Senior Master Sgt. Janeen Miller, the police department's public affairs superintendent, told Insider that authorities were acting on behalf of the state's health department.
Rhode Island Gov. Gina Raimondo issued an executive order on Thursday establishing interstate stops and stationing officers at bus stops and train stations to identify New Yorkers and order them to self-quarantine.
"The Rhode Island National Guard has already been collecting contact information from passengers of mass transit, such as bus, trains, and planes," SMSgt Miller said.
She continued: "Basic contact information is collected and handed over exclusively to the RI Department of Health, where it is used to conduct health and wellness follow-ups and contact tracing should someone fall ill. This contact information is not handed over to any other agencies and is not kept by the Rhode Island National Guard."
The order applies to anyone who has been in New York within the past two weeks and will remain in place until at least April 25. The order does not apply to public health, public safety or health care workers.
On the same day authorities were conducting the searches, Raimondo announced she was signing a stay-at-home executive order for the state after the first two coronavirus deaths in the state were announced.
New York has emerged as the epicenter of the coronavirus outbreak in the US with nearly 30,000 cases.
The National Guard was deployed to all 50 states in the wake of the coronavirus outbreak. The Trump administration stressed that the deployment did not equate to martial law, and that the troops served as an additional resource that governors could assign depending on the needs of communities.
A Rhode Island trooper previously confirmed to Insider's Haven Orecchio-Egresitz that state police in Rhode Island began pulling over cars with New York registrations traveling on I-95 and advising them to self-quarantine in accordance with the order.
"We're stopping vehicles with NY registrations in an effort to get ahead of the medical pandemic going on, due to New York's high rate of the COVID-19 cases," on Friday. "They're being advised that if they're residing in Rhode Island, like going to a beach house or something like that, they are required to do a 14-day quarantine.
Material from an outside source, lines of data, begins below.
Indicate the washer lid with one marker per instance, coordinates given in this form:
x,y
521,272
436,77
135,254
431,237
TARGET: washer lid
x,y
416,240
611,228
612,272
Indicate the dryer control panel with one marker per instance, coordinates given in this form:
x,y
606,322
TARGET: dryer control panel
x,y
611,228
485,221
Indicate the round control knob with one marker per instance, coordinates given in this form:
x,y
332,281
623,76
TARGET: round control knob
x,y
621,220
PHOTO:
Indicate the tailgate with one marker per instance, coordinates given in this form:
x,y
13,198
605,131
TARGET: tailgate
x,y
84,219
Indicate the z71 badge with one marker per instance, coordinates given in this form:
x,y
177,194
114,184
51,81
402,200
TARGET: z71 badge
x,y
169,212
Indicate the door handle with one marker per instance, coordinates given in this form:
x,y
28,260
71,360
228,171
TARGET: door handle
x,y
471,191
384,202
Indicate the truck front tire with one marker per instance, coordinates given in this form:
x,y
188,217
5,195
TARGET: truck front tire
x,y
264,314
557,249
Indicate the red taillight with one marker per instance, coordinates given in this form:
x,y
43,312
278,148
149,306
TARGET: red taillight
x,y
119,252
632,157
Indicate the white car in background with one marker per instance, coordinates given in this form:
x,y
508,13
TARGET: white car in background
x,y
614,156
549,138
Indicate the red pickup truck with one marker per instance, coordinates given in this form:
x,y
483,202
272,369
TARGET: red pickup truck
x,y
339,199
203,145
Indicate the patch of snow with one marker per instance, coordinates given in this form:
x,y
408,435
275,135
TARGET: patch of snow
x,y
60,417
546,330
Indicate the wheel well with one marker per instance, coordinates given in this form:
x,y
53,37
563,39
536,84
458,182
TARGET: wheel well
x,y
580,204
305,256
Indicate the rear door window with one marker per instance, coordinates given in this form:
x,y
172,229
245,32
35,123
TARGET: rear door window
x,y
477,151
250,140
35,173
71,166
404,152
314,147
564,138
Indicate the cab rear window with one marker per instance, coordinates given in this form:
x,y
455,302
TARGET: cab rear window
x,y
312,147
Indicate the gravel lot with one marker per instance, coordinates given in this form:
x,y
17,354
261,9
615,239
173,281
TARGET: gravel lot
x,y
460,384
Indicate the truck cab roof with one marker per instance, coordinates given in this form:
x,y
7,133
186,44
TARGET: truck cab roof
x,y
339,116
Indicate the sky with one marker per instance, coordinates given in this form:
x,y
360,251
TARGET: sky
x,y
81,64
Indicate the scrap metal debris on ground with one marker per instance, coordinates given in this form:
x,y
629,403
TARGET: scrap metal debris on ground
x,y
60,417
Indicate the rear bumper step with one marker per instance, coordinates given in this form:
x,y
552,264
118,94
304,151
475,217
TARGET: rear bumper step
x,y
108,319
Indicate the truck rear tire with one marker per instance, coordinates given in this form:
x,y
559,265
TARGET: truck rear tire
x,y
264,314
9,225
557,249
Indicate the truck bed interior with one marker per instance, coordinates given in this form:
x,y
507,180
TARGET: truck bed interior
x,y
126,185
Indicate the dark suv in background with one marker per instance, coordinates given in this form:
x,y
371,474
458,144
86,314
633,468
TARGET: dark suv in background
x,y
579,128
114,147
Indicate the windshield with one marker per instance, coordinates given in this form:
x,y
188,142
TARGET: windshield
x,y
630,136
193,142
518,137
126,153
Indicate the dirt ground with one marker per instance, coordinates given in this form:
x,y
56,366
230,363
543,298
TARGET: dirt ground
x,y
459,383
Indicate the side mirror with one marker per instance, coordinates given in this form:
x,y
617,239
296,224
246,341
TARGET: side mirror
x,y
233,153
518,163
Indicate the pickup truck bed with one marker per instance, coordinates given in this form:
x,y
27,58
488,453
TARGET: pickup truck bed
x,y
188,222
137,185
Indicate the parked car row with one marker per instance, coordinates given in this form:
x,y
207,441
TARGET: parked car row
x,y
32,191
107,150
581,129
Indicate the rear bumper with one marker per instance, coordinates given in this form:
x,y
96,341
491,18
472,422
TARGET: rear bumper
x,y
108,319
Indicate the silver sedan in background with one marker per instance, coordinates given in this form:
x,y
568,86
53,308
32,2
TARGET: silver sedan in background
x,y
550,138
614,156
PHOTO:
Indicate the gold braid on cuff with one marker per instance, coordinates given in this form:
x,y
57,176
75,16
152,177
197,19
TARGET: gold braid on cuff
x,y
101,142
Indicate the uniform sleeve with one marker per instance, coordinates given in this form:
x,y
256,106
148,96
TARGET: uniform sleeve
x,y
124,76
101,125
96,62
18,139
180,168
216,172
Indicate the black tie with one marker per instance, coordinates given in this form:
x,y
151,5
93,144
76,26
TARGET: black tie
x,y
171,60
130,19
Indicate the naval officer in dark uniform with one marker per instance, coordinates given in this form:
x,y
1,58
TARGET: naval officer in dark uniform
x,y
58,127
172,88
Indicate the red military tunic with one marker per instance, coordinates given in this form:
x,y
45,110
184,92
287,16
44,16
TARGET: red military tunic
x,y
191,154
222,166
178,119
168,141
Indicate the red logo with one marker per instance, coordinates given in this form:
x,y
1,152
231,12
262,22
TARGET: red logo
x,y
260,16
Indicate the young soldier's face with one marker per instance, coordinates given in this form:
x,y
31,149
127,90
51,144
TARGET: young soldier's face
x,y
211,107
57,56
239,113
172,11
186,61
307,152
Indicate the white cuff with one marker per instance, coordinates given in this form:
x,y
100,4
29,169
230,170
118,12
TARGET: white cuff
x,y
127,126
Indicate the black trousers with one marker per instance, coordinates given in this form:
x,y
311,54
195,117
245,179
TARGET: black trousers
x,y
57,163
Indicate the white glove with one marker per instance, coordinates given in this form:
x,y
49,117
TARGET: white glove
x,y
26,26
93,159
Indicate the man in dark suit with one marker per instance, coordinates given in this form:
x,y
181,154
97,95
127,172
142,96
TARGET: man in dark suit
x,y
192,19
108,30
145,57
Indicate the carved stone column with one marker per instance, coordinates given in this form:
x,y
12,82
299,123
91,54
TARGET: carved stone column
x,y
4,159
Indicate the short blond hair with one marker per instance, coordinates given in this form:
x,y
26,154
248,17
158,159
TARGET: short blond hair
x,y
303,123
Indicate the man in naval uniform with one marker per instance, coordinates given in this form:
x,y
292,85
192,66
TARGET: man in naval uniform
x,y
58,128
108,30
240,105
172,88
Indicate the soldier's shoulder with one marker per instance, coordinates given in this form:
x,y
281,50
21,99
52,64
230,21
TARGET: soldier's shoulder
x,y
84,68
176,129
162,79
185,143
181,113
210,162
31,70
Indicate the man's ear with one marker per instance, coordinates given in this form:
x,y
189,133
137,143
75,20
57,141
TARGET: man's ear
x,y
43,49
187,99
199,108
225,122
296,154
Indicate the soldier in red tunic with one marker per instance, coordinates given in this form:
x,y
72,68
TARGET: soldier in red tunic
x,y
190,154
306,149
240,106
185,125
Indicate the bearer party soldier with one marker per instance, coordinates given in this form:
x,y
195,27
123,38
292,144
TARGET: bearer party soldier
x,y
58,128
If they're just passing through the state, they're OK."
Though the policy is apparently designed to enforce isolation measures recommended by top public health officials, the local chapter of the American Civil Liberties Union objected to the stopping of drivers based on a license plate and the further collection of their data.
"While the Governor may have the power to suspend some state laws and regulations to address this medical emergency, she cannot suspend the Constitution," Rhode Island ACLU Executive Director Steven Brown said in a statement on the executive order. "Under the Fourth Amendment, having a New York state license plate simply does not, and cannot, constitute 'probable cause' to allow police to stop a car and interrogate the driver, no matter how laudable the goal of the stop may be."
New York Gov. Andrew Cuomo also criticized the policy, telling CNN on Saturday he would sue Rhode Island if officials there don't roll back the new measures.